Even the normally ‘dovish’ San Francisco Fed president John Williams noted that “the downside risks to the US economy have lessened”, and that “the arguments for doing another dose of monetary stimulus aren’t nearly as strong” as they were for the early bursts of quantitative easing (QE).

Obviously, the news that the real economy might be improving panicked investors. If that’s true, then they won’t get any more free money to punt in stock markets.

Things weren’t helped when an auction of Spanish government debt also had trouble getting away. This was doubly painful, because the Spanish government has committed to some pretty severe austerity measures. Whether you believe the country can do it or not, it’s at least making an effort.

What’s really worrying is that, as Justin Knight of UBS tells the FT, “the international investors who have left the Spanish bond market will probably not come back”. That suggests that the poor appetite for the bonds means that Spanish banks – the main buyers these days – might be “running out of LTRO money and therefore stop buying as well”, which would be “serious news for the market”.

Are Central Banks Really Going to Pull the Plug?

What does all this mean for your money? Let’s deal with the Fed first. We’ve pointed a number of occasions that QE3 might not be quite as readily available as investors had expected.

There are a number of reasons for this. One of Ben Bernanke’s stated main goals has been to drive up stock prices, and so make consumers feel wealthier. Given the first quarter rally, he’s certainly achieved this for now.

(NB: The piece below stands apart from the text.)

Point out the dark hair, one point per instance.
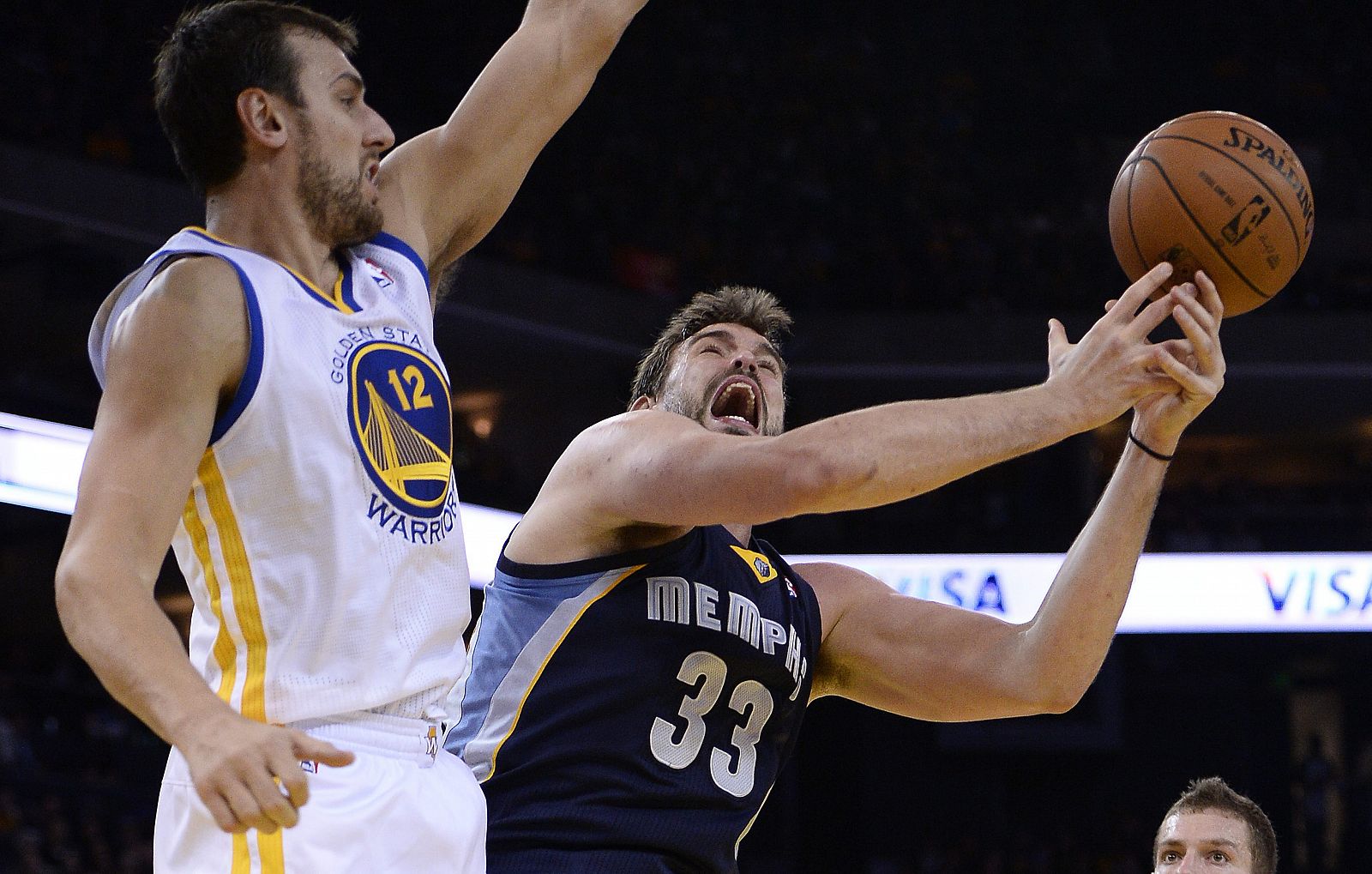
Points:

QE is also politically questionable. We’re in the run-up to a US presidential election. It’s quite tricky for the Fed to take any steps to boost the economy that aren’t easily justifiable. They’ll get accused of favouritism otherwise.

So what it comes down to is that QE3 is off the table until stocks tank again. That’s pretty simple.

So What Could Make Stocks Tank Again?

It strikes me that two things have underpinned the recent optimism in the markets. Firstly, the signs of a nascent recovery in the US. It’s still the world’s biggest and most important economy. If the good news can continue then that might outweigh the absence of QE3.

But there’s a second issue. Everyone has effectively assumed Europe away into the background. The base case is that there’ll be a recession there, but that there won’t be a systemic collapse, because the European Central Bank (ECB) will do what it takes to support the eurozone’s banks and sovereign governments.

I don’t necessarily think this is wrong. However, I do think the market is underestimating the amount of pain it’ll take to get to that point. And that brings us back to Spain.

The ECB is walking a much finer line than even the Fed. Mario Draghi is a more pragmatic man than his predecessor Jean-Claude Trichet seemed to be. But even Draghi can’t ignore the Germans.

Currently, European monetary policy is too loose for them. German unions are getting more aggressive with their pay demands. There’s even talk of a housing bubble. But if Draghi indulges Germany, then he throws Spain (not to mention the rest of the eurozone) to the wolves.

An ugly tug of war between Germany and the rest of the eurozone would rattle markets again. And if the ECB doesn’t step in to print money quickly enough, there’s every reason to think that Ben Bernanke and his friends might be forced to instead.

So in short, I don’t think the money printing is over yet. But there may well be another plunge in the markets before we get another dose.

John Stepek

Contributing Editor, MoneyWeek (UK)

Publisher’s Note: This is an edited version of an article that first appeared in MoneyWeek (UK).